Skiing and snowboarding may be the most fun you can have with or without your clothes on, however there are some days where it feels anything but.
Unless you live in a pimped up ski in ski out mansion on the slopes of Deer Valley or Courchevel then you’re going to have to travel to reach your favourite powder piste and if you’re not living it up lying flat in first class with chauffered transfers then chances are something’s going to go wrong.
Like that one time I flew into Jackson but my luggage didn’t and I had to spend $250 of United’s money kitting myself out in ski gear in order to get amongst the powder storm and we all know how far $250 doesn’t go when you need ski boots, skis, jacket, pants, goggles, helmet, gloves. So I bought a shearling jacket and went for coffee instead.
But at least my bags arrived a day later. A friend of mine while on a ski camp in Portillo never received her luggage the entire 10 days she was there. No fresh underwear, no thermals, no soap, no toothbrush, no skis. Turns out her bags went from Chicago to Santiago to Europe to New York and back again while she skied in borrowed gear (and underwear, ewww) in the Andes.
Then there’s roads closed due to a blizzard when you are trying to get to that excess snow so you can get first tracks in that powder you flew all the way to get to. I had one friend spend a powder weekend in Colorado in a roadside motel on the I-70 while I got the first tracks she wanted in Vail. Poor her, lucky me.
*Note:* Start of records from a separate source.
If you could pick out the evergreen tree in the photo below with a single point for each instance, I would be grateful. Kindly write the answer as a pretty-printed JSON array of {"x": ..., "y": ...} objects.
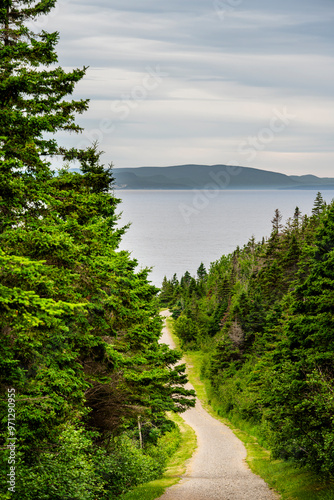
[
  {"x": 319, "y": 205},
  {"x": 32, "y": 103},
  {"x": 79, "y": 328},
  {"x": 301, "y": 406},
  {"x": 201, "y": 273}
]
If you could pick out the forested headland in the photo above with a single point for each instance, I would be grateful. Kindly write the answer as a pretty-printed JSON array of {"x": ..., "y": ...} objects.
[
  {"x": 263, "y": 319},
  {"x": 85, "y": 384}
]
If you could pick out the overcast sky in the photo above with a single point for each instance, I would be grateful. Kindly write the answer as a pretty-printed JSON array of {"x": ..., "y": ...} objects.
[{"x": 247, "y": 82}]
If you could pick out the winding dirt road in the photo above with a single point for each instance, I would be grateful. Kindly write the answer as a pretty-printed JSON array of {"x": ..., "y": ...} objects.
[{"x": 217, "y": 470}]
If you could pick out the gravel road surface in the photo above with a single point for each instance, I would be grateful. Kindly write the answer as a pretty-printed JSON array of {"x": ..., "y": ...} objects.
[{"x": 217, "y": 470}]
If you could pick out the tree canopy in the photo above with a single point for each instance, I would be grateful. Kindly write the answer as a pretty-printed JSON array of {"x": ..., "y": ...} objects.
[{"x": 79, "y": 326}]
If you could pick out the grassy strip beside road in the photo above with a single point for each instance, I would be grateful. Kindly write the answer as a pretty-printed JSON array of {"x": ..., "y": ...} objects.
[
  {"x": 176, "y": 466},
  {"x": 291, "y": 482}
]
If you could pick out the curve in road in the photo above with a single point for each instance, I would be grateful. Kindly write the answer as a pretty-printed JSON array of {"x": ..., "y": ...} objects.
[{"x": 217, "y": 470}]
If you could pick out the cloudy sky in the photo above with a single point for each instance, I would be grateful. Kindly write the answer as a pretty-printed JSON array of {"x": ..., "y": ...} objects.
[{"x": 246, "y": 82}]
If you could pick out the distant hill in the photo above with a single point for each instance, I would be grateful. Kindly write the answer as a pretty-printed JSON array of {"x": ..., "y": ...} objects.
[{"x": 214, "y": 176}]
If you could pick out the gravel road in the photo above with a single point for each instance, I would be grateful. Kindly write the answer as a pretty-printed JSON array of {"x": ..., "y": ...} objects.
[{"x": 217, "y": 470}]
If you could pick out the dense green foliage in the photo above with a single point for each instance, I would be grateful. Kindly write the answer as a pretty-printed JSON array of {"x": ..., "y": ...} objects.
[
  {"x": 82, "y": 373},
  {"x": 264, "y": 316}
]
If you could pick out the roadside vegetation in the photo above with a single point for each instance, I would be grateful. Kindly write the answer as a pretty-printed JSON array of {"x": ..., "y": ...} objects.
[
  {"x": 84, "y": 384},
  {"x": 258, "y": 328}
]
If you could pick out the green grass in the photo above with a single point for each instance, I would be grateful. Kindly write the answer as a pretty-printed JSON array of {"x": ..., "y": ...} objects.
[
  {"x": 175, "y": 468},
  {"x": 291, "y": 482}
]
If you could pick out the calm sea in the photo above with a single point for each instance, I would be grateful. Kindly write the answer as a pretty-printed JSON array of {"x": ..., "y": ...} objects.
[{"x": 174, "y": 231}]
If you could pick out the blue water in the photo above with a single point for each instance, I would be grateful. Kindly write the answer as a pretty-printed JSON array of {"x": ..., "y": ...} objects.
[{"x": 174, "y": 231}]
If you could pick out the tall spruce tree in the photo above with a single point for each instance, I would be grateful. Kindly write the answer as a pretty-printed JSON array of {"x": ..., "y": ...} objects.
[
  {"x": 301, "y": 406},
  {"x": 79, "y": 328},
  {"x": 32, "y": 103}
]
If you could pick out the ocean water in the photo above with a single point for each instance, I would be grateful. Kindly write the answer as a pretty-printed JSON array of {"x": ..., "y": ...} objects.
[{"x": 174, "y": 231}]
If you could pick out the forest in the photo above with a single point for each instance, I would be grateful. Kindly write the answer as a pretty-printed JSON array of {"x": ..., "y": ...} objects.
[
  {"x": 85, "y": 384},
  {"x": 263, "y": 319}
]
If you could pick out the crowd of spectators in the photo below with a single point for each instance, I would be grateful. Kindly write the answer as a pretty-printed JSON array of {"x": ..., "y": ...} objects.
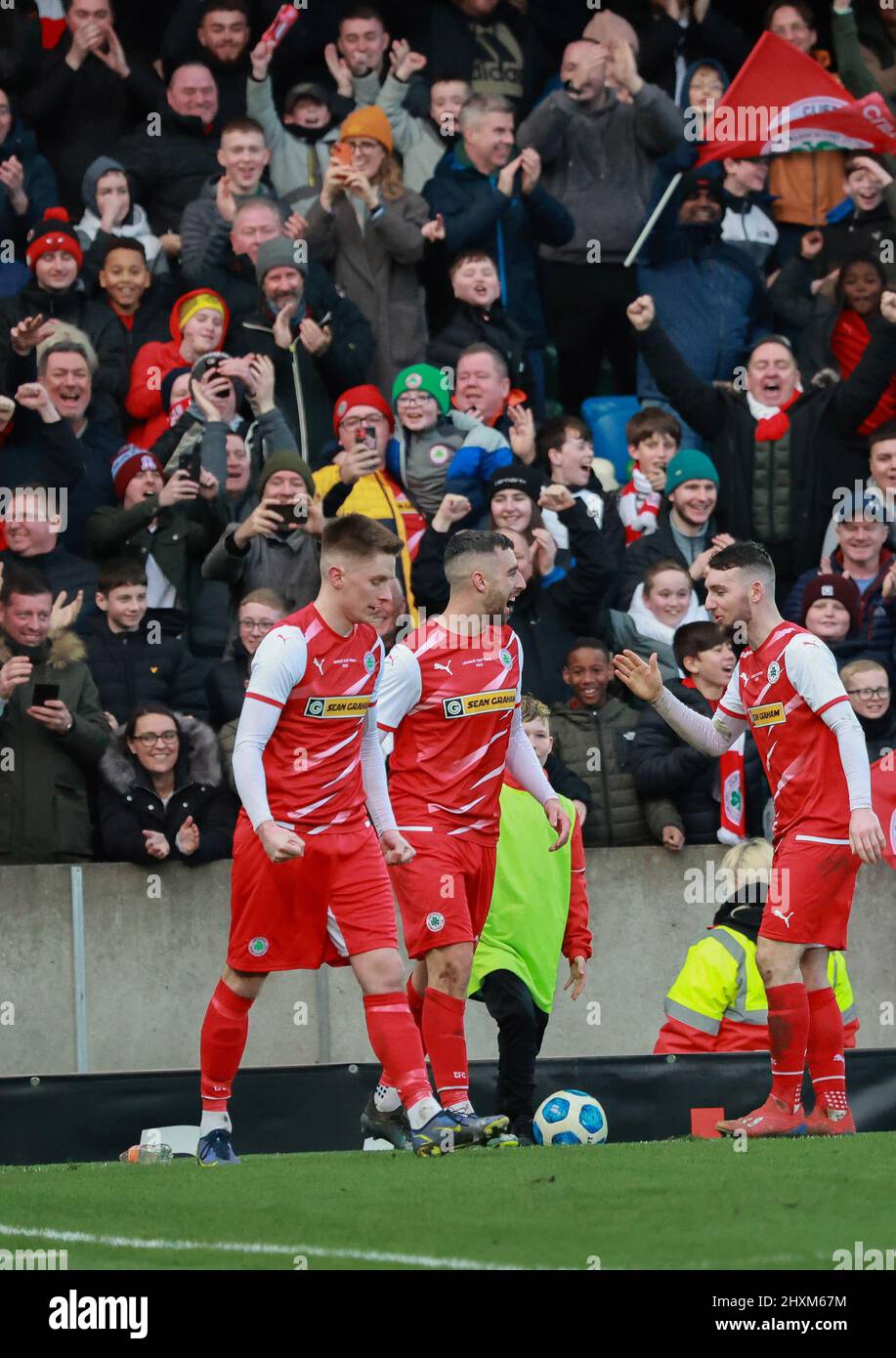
[{"x": 380, "y": 267}]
If you don’t like the elements then this skiing game isn’t for you, either. Who honestly thinks that minus twenty six degrees at Phoenix Park in PyeongChang is going to be anything but unpleasant? Oh, the IOC, that’s who.
Hands up who’s braved the rain on a day in Australia just to get your lift pass dollar worth? Or driven the access road to a kiwi ski field only to discover a whiteout made of fog? Or doubled over in pain in ill fitting ski boots that eventually claimed your big toe nails that fell off in a hot tub two months later? Let’s not even mention the wretched wind that can close down any ski resort on any given day, even while you’re still on the chairlift ugly crying in a gale waiting for help.
Of course these things are all mainly out of your control which is why handing over a fifty dollar note and getting coins as change for a processed white bread bun with a half heated hot dog and a sachet of just in date tomato sauce is more painful than a torn ACL on the first day of the season. You chose to hand over the money knowing what you’d get but expecting that this time, somehow it would be different. It wasn’t.
What about the guy sitting next to you that lights up a cigarette on the slowest chairlift in Telluride? The wrestle to get the last car park in the lot and then skating in your ski boots while carrying your skis as you negotiate the ten blocks to the base lodge? The lift line on a powder day? The other lift line on a powder day? That powder day, with a lift line?
Yet all of this fades into comparison when you get that first powder turn, floating in a cloud of white as you come up for air before hitting that white room again or when your skis carve like butter through a perfectly groomed piece of corduroy snow. For that is the nature of skiing and snowboarding, you struggle, you win, you struggle, you lose, you struggle you win again and you pay for the privilege to have a damn fine time along the way.
The upbeat amongst us will say ‘every day on a mountain is a good day’ and they are right, it sure beats a fluorescent lit office with plywood partitions and a grinch who puts their name on their stapler, their sandwiches, their newspaper and asks you for money for a leaving present for someone you never knew worked there in the first place.
Skiing and snowboarding takes you places whether inside your head while on the slopes or actual places far from home. There’s nothing like a day on a squat toilet in the Himalaya with half your curry insides falling out to make you feel alive because you’re one of the few who has the adventurous snow spirit to ski the world’s tallest mountains.
Then there’s the first time you get locked out of your pension after dark in Japan because you didn’t realize there was a curfew or the first time you negotiate the ski runs at Aspen Highlands after a champagne session at Cloud 9.
You never forget your ski moments, good and bad because every day on a mountain IS a good day even when it’s not because if you didn’t love the mountains you wouldn’t be living the adventurous life.
A life that guarantees pleasure as much as it guarantees pain and comes with a side order of hilarity, comradery and a thousand stories to entertain with every ski trip you embark upon.
That’s worth a little wind, rain and a $25 hot dog any day.